Essas iniciativas apontam para um esforço maior: construir um ecossistema em que artistas possam planejar suas carreiras sem depender apenas de pagamentos fragmentados. O lançamento do banco digital funciona como uma extensão natural desse movimento.

O desafio do dinheiro na música

Para além do entusiasmo de quem cria a iniciativa, especialistas do setor reconhecem que a falta de acesso a crédito, planejamento financeiro e repasses regulares é uma das maiores barreiras para artistas brasileiros. Uma pesquisa da UBC (União Brasileira de Compositores) divulgada em 2023 já mostrava que 60% dos compositores no país recebiam menos de R$ 500 por trimestre em direitos autorais.

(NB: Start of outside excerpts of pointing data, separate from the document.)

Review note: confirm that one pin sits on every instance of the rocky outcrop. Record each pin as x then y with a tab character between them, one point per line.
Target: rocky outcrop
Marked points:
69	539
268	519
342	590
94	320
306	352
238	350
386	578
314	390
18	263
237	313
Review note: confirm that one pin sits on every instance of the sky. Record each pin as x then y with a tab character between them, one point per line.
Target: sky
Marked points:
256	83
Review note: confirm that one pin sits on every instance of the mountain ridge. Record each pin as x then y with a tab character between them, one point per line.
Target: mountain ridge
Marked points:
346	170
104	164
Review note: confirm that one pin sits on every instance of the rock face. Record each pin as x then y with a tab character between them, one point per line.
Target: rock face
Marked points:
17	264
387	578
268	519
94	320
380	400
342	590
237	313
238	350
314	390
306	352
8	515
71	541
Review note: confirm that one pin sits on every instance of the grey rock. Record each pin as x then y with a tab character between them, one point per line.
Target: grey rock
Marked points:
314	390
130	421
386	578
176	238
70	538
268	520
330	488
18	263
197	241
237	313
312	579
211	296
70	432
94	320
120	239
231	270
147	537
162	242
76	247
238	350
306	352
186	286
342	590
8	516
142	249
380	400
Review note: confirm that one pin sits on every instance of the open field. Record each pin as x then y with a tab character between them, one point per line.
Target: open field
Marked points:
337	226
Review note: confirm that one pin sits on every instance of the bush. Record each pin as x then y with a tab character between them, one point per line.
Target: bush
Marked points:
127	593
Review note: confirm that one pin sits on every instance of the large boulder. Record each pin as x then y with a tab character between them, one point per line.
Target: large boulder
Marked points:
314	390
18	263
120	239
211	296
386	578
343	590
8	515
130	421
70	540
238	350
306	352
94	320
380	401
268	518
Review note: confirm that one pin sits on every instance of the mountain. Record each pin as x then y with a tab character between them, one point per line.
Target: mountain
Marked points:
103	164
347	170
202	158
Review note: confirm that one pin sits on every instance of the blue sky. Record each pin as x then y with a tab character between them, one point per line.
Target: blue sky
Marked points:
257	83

A questão financeira, portanto, não é apenas sobre ganhos baixos, mas sobre previsibilidade. Sem ela, o artista adia gravações, shows e investimentos na própria carreira, o que limita também a diversidade cultural e a renovação do mercado. O Tune.Bank se apresenta como um passo nessa direção, mas a sustentabilidade da proposta dependerá de adesão e da capacidade de equilibrar o risco do adiantamento com a realidade da arrecadação.

O banco já está em funcionamento e recebe cadastros de artistas interessados. O palco, neste caso, é o sistema financeiro: um espaço no qual músicos buscam conquistar a mesma autonomia que perseguem no campo criativo.